The scraps left over after cutting the biscuits out that you mash together to form more biscuits will not be light and fluffy - that's what a little extra handling will do to the dough!

Place biscuits butting right up to each other on the baking sheet. This makes the biscuit rise upward further, because you have not given them the room to spread outwards.

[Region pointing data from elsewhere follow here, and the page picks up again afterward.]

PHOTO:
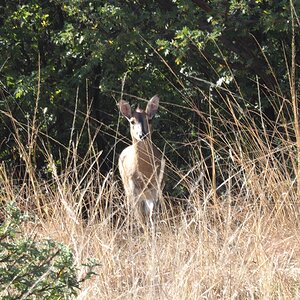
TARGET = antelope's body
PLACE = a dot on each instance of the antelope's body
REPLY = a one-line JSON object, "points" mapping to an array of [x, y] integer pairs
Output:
{"points": [[141, 164]]}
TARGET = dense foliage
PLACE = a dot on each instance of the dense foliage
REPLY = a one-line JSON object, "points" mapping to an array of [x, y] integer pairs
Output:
{"points": [[33, 269], [178, 49]]}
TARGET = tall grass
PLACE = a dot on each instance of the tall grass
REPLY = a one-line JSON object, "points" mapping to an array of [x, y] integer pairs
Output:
{"points": [[233, 235]]}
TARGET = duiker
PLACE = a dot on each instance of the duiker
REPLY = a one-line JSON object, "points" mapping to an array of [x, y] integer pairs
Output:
{"points": [[141, 164]]}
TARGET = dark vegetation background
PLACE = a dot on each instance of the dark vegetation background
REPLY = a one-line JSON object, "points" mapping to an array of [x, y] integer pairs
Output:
{"points": [[182, 50]]}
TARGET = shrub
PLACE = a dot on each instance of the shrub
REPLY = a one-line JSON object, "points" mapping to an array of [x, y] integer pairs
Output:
{"points": [[33, 269]]}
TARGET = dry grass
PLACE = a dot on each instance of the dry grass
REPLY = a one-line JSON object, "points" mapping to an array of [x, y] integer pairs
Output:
{"points": [[239, 239]]}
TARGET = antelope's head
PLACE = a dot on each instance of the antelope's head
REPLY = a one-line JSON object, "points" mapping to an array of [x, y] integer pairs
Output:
{"points": [[140, 120]]}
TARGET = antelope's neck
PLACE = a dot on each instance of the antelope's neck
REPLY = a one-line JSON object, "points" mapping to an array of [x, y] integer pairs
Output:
{"points": [[144, 152]]}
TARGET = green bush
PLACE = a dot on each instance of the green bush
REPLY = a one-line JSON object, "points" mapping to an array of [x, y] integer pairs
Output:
{"points": [[32, 269]]}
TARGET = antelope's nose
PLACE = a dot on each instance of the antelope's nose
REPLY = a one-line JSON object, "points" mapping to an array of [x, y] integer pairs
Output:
{"points": [[143, 136]]}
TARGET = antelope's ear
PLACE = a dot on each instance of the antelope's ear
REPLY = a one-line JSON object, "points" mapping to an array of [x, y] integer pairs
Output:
{"points": [[125, 109], [152, 106]]}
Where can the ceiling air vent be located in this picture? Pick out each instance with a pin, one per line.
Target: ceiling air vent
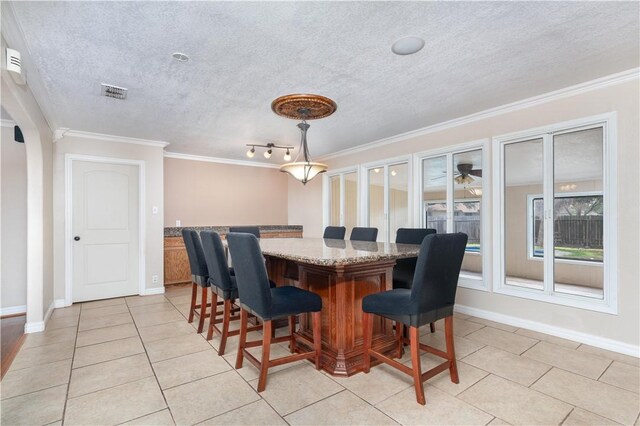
(111, 91)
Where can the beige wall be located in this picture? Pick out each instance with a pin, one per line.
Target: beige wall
(621, 98)
(153, 159)
(305, 206)
(14, 220)
(200, 193)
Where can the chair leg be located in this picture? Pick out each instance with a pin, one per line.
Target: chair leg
(367, 332)
(244, 316)
(399, 338)
(451, 352)
(203, 309)
(212, 318)
(292, 329)
(266, 348)
(414, 337)
(317, 338)
(194, 295)
(226, 319)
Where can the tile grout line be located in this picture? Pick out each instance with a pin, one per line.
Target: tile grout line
(73, 358)
(164, 398)
(567, 416)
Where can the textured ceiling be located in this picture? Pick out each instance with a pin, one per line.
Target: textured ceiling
(477, 55)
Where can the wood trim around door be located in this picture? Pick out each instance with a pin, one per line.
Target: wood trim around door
(68, 217)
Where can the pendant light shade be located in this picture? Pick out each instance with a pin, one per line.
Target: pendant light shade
(304, 107)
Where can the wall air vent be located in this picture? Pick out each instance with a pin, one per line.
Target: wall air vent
(111, 91)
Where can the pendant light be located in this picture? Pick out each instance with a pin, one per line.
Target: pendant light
(303, 107)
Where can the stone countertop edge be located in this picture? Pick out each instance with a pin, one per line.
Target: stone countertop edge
(175, 231)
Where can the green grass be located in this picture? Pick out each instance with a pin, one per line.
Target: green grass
(573, 253)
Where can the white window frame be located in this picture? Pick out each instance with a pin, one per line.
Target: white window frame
(530, 255)
(364, 192)
(326, 194)
(609, 302)
(485, 234)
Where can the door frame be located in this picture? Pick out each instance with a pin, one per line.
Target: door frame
(68, 217)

Sopping Biscuits – My Dad also taught me how to sop biscuits. Lots of people sop up gravy on their plate with biscuits, but I don’t think I was ever served biscuits and gravy at home. Biscuits were for butter and sweet things like preserves or soppin’. What’s soppin? Soppin’ is dipping biscuits in cane syrup or sorghum syrup that has butter mashed up in it. You add room temperature butter to a shallow dish, pour syrup over the butter, and mash the butter up with a fork. You then dip your biscuit in the butter and syrup mixture, or spoon it up onto your biscuit after each bite.

Goddamn, this is good!

Cane syrup and sorghum syrup are other grocery items that I bring up with me after trips home. Cane syrup is sugarcane juice boiled down into a syrup, and sorghum syrup is the sorghum cane juice boiled down into a syrup. These syrups are thick, strong syrups that some may need to get used to, but very worth a try. It’s even hard to find pure cane syrup and sorghum syrup in the South anymore. Sometimes you have to order the good things – like Southern flour, cane syrup, and sorghum syrup.

I hope this has helped demystify biscuit making. Do search out or order some Southern flour if you're a hardcore biscuit lover - and try sopping, too.